I don’t have children myself so I am unable to comment on how I would react to this question if that was the case. However, when I was a child, I was always well above the average reading age and I always read things a couple of years higher up than what was recommended in school. I also think maturity is a big issue when it comes to book. All children mature (I know this makes them sound like cheese or wine!) differently so what they will want to read will alter from child to child. Twilight was regarded as a young adult book and I know my cousin read the first one when she was 12. She reads books aimed quite a few years above her age so if classifications were brought in, I feel as though she would suffer because of this.

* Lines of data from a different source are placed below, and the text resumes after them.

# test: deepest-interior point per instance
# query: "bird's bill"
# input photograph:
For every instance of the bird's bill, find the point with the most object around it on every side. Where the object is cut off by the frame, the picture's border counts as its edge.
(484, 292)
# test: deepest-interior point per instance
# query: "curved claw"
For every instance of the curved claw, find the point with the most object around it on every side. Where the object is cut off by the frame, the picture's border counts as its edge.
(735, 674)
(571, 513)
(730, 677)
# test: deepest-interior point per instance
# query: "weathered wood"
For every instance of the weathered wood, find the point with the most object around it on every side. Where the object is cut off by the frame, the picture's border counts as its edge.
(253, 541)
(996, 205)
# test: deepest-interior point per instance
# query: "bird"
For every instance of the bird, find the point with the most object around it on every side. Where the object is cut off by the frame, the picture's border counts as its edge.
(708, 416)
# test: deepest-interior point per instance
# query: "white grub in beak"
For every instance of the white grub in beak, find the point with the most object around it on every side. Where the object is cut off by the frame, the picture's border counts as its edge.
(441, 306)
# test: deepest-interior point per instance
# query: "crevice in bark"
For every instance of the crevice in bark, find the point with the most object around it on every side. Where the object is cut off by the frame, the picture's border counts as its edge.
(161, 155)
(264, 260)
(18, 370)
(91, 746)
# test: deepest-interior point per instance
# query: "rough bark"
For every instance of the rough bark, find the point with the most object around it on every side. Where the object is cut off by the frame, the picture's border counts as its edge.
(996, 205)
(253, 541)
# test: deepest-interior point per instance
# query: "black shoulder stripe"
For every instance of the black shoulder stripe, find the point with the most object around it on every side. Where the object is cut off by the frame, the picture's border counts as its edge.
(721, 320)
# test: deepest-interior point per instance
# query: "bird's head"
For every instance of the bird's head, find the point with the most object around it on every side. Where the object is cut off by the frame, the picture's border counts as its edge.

Generally, I think that for younger children, their parents have a large say in what books they are buying as they will be the people they are shopping with. Because of this, parents will already be able to read the back of a book and determine whether or not they think it is suitable for their own child. Again, this all boils down to individuality. One child is completely different to the next so what might be appropriate for one person may not be for another. In the young adult genre, I have seen plenty of books with warnings on that they are not aimed at younger readers. I think this is plenty of warning enough to show what the book may contain without people being banned from buying certain books.

I feel that if classifications were to be put on children’s books, there might as well be a list of what is ok for each age to read. Although not done to the fullest extent, books would essentially be being banned for particular age ranges and I think that this would be an insane idea! I can’t imagine someone telling me I couldn’t buy a book just because I was, for example, one year too young. 

1 comment:

  1. Your comment about the Harry Potter series is a great point! My parents never censored what I read and I turned out just fine. I think the warnings they have on books are enough classification for books would be weird!